Any help are appreciated.
Thanks in advance.

Start with simple cases;

No. of people 2 4 6 8
No of possibilities 1 2 5 14

Start with cases with need choices case:6 people
at 6, when its,
3 x 6
1 2 [ ] <- 2 possible answers
when its,
2 x 6
1 3 [ ] <- 2 possible answers ;; as 2/3 change placed its considered as +1 possibility

at 6 people (3+2)=5

at 8 people !refer people on the 1st row: (4+3+2)+(3+2)=14

at 10 people: (5 + 4 + 3 + 2) + (4 + 3 + 2) + (3 + 2) +(4 + 3 + 2) + (3 + 2) = 14 +9 +5 + 9 + 5 = 42

at 12 people FYI: (6 + 5 + 4 + 3 + 2) + (5 + 4 + 3 + 2) + (4 + 3 + 2) + ( 3 + 2) + (5 + 4 + 3 + 2) + (4 + 3 + 2) + ( 3 + 2) + (4 + 3 + 2) + ( 3 + 2) + (5 + 4 + 3 + 2) + (4 + 3 + 2) + ( 3 + 2) + (4 + 3 + 2) + ( 3 + 2) = 48 + 28 +14 + 28 + 14 = 132

If you would like to read how one primary school worked on the problem then find an article in the Mathematics Teaching number 188 (published by the Association of Teachers of Mathematics).
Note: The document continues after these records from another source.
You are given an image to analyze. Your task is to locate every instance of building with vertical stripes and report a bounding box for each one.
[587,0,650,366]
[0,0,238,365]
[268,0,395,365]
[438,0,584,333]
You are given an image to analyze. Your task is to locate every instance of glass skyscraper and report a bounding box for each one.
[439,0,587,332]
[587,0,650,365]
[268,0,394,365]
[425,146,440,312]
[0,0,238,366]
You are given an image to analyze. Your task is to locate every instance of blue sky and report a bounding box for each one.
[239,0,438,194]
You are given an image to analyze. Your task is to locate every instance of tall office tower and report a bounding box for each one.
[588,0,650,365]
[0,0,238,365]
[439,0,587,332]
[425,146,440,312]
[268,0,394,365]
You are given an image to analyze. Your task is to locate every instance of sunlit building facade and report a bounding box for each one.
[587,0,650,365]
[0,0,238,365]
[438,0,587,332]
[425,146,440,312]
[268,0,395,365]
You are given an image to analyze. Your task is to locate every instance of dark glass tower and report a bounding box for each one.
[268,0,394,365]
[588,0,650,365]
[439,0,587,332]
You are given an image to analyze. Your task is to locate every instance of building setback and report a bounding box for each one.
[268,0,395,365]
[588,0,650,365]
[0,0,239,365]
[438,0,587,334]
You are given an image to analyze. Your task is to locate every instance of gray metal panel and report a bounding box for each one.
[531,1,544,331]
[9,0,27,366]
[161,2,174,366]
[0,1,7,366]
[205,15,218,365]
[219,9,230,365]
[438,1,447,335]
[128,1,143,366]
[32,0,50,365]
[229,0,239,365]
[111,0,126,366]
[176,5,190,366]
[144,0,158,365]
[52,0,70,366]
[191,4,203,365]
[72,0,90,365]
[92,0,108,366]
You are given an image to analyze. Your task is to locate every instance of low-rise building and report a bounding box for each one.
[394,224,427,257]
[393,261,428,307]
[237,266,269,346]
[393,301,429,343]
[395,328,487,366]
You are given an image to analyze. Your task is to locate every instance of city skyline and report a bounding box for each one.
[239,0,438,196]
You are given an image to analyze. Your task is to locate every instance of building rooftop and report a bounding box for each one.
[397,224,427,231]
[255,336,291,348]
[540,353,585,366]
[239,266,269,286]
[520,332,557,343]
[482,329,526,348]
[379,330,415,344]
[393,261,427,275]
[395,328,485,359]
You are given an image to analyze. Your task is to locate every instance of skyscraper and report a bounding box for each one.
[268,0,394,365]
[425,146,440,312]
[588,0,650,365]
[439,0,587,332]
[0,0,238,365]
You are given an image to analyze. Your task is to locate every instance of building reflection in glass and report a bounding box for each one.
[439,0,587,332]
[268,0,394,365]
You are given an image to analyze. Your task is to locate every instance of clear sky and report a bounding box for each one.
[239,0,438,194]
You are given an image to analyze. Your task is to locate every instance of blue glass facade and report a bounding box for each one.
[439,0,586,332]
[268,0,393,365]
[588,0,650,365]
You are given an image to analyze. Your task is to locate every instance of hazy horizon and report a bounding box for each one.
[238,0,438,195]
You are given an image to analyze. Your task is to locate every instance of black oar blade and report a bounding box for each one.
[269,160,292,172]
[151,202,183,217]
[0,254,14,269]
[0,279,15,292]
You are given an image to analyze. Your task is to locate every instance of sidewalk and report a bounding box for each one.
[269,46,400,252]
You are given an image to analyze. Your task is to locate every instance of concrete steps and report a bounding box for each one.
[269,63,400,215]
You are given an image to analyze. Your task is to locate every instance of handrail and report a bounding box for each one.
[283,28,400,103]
Thanks for the explanations and helps.

Well, I assume this is the article you're talking about.
http://www.atm.org.uk/journal/archiv...T188-34-37.pdf

Is it suppose to be a shame for a college student to hardly comprehend the solution while some primary students actually solved it.